Apakah kita pernah mencoba memikirkan bahwa sepak bola hanya sekedar olahraga. Saat berbicara mengenai sepak bola mungkin hal pertama yang terlintas dalam pikiran kita adalah Ronaldo, seorang pemain sepak bola paling terkenal di dunia.
Makna sepak bola sangatlah luas, tidak bisa diukur dengan uang. Sebuah gairah emosi dan semangat adalah esensi dari olahraga ini. Sejarah, rivalitas, intrik magis, pertandingan kontroversial hingga alat perjuangan adalah nilai lebih yang terdapat pada sepak bola.
Maka sangat wajar apabila sepak bola merupakan olahraga yang paling digemari di planet bumi. Sepak bola adalah sebuah perwujudan ideologi, gerakan perlawanan, politik, bahkan juga musik. Lebih dari itu sepak bola telah menjadi sebuah jalan hidup bagi para penggemarnya.
Olahraga paling digemari di penjuru dunia ini mengalami perkembangan yang cukup pesat. Namun hal tersebut ternyata membuat sepak bola menjadi jauh dengan para penggemarnya. Olahraga yang awalnya dimainkan oleh kelas pekerja ini berubah menjadi sebuah ladang bisnis bagi kaum borjuis.
Pada awal abad 20 banyak pebisnis dan konglomerat yang mengakuisisi klub-klub sepak bola dengan tujuan komersil. Secara tidak sadar hal tersbut membuat penggemar hanya dijadikan bak sapi perah yang diperas setiap hari.
Hal itu dapat dilihat dari mahalnya tiket pertandingan.

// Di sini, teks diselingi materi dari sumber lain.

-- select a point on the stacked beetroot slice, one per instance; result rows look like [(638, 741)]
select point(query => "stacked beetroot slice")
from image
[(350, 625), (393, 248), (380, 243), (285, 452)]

Tidak hanya itu, perlengkapan pertandingan seperti baju atau pernak-pernik yang berlabel official dengan harga yang sangat tidak terjangkau, membuat klub semakin jauh dari para penggemarnya.
Against Modern Football atau Gerakan melawan sepak bola modern adalah sebuah bentuk protes atas ketidakpuasan penggemar terhadap berbagai permasalahan yang terjadi. Protes mengenai segala bentuk aturan yang semakin menyebalkan serta komersialisasi yang dilakukan terus digaungkan, spanduk bertuliskan “Against Modern Football” dan istilah lain yang mengandung makna protes pun sering terlihat di dalam maupun di luar lapangan.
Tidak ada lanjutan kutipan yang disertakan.